This has been a question that I have contemplated on a regular occasion. I am sure many of you out there have also tried to put a finger on it. It is not an easy question, and most could argue that “it depends”.
When I say “it depends”; there are obviously several different types of projects one could manage. It could be construction, information technology, or any number of different things. I can’t say I can talk from experience about building a skyscraper or managing a humanitarian effort. I can talk through my experience with managing IT projects over the last 14 years.
As Charlie Murphy once said about Rick James, “he’s a habitual line-stepper.”
I think this is a quality you look for in a PM. There is nothing wrong with “probing” and “pushing the limit”. The key here is that you need to understand the reactions and data you accumulate and adjust course. Towing the line allows you to push outside groups in ways that ensure that your project can be accomplished or remove untenable requirements. I recently delivered some Ghirardelli Chocolate to a team I was about to dump several weeks’ worth of work on and ask them to accomplish their tasks in a couple of days. Sometimes it is not that easy and requires less diplomatic relations.
I feel that commitment to service is important. This is a commitment not only to the customer but to the team that you are managing. You have to be an enabler. If you have been around Agile principles, a common term for this is “servant leadership”. In a lot of ways, project managers become an obstacle for teams to work around.
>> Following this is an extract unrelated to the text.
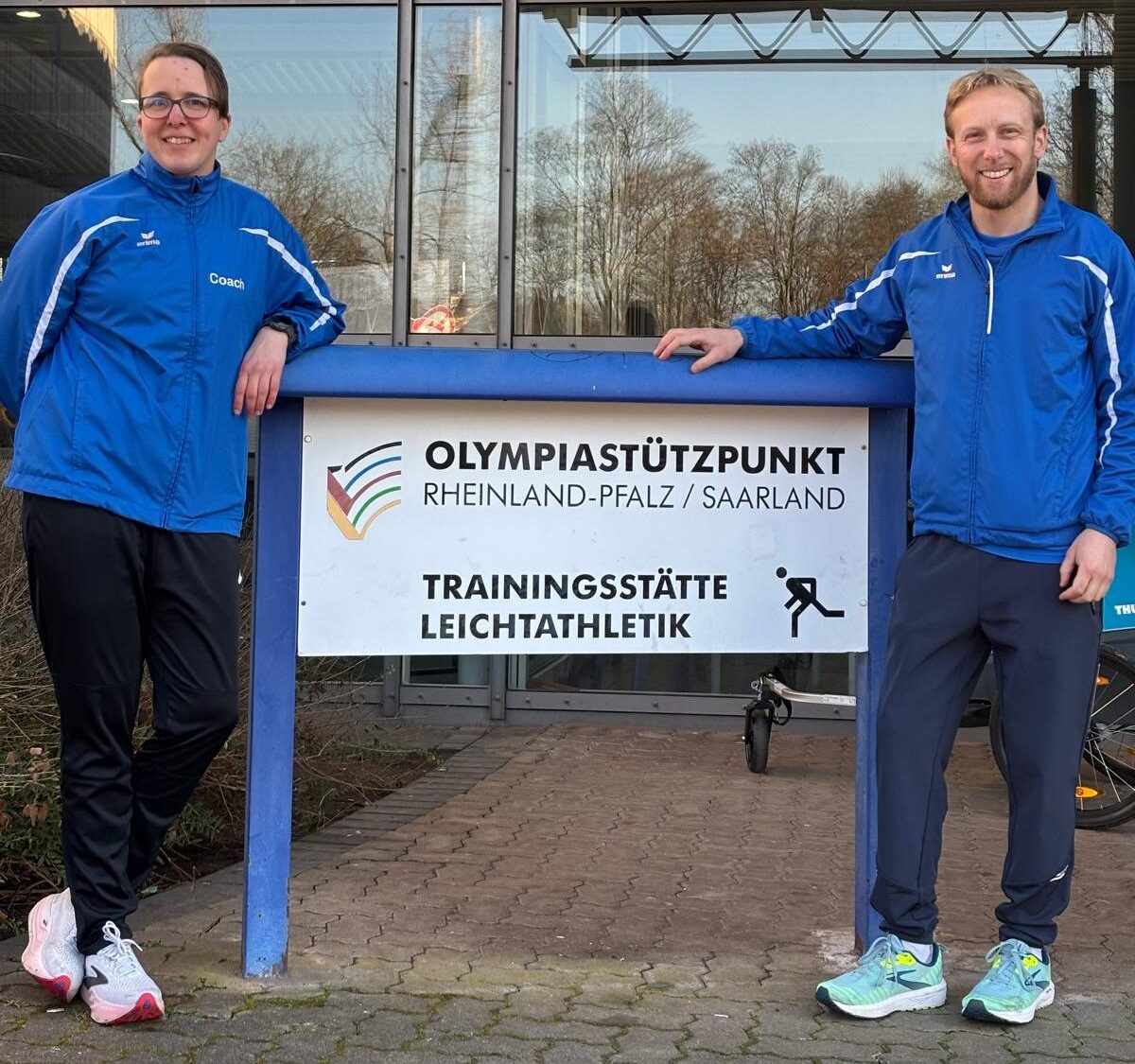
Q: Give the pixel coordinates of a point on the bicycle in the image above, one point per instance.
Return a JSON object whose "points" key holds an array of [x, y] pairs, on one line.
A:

The PM is constantly barraging the team with requests for status, timelines, and documentation. As a PM, you need to find ways to not be an obstacle, but instead be part of the process. Integrate yourself so you are aware of everything that is happening, and be able to plan, react and respond to things that might stump your team or put them in a bad spot. The team is worried about the work, and in most cases, they are not worried about something two or three steps down the road. The PM is the face to the customer, in most cases. I haven’t been to many meetings as a PM that do not result in more requirements or scope creep. “Project awareness” can translate into putting your customer in a position to succeed. As the PM, you should put project operational dynamics ahead of spreadsheets. PMs that do this are sought after.
You have to be resilient and devoted.
This goes without saying, but I know now that this is something you can’t test for, and something that is hard to find in a person. When rubber meets the road, and our timelines start to slip, or warnings of impending doom go unrecognized; most of us tend to go off the deep end (Chicken Little anyone?). How you cope with chaos and uncertainty is important.
I know I have had to learn to live with bureaucracy as I work within the Department of Defense industry. You have to learn to operate within the constraints of the environment and ensure that if you have something you depend on, and the lead time is X months out, that you have done everything in your power to complete the paperwork; or arrange the appointment or whatever is necessary, so that when that date comes, the finger can’t point back to you as the reason for a slippage. PMs that can do this will develop loyalty and trust with the customer and team. Loyalty and trust are keys to relationships that weather any storm.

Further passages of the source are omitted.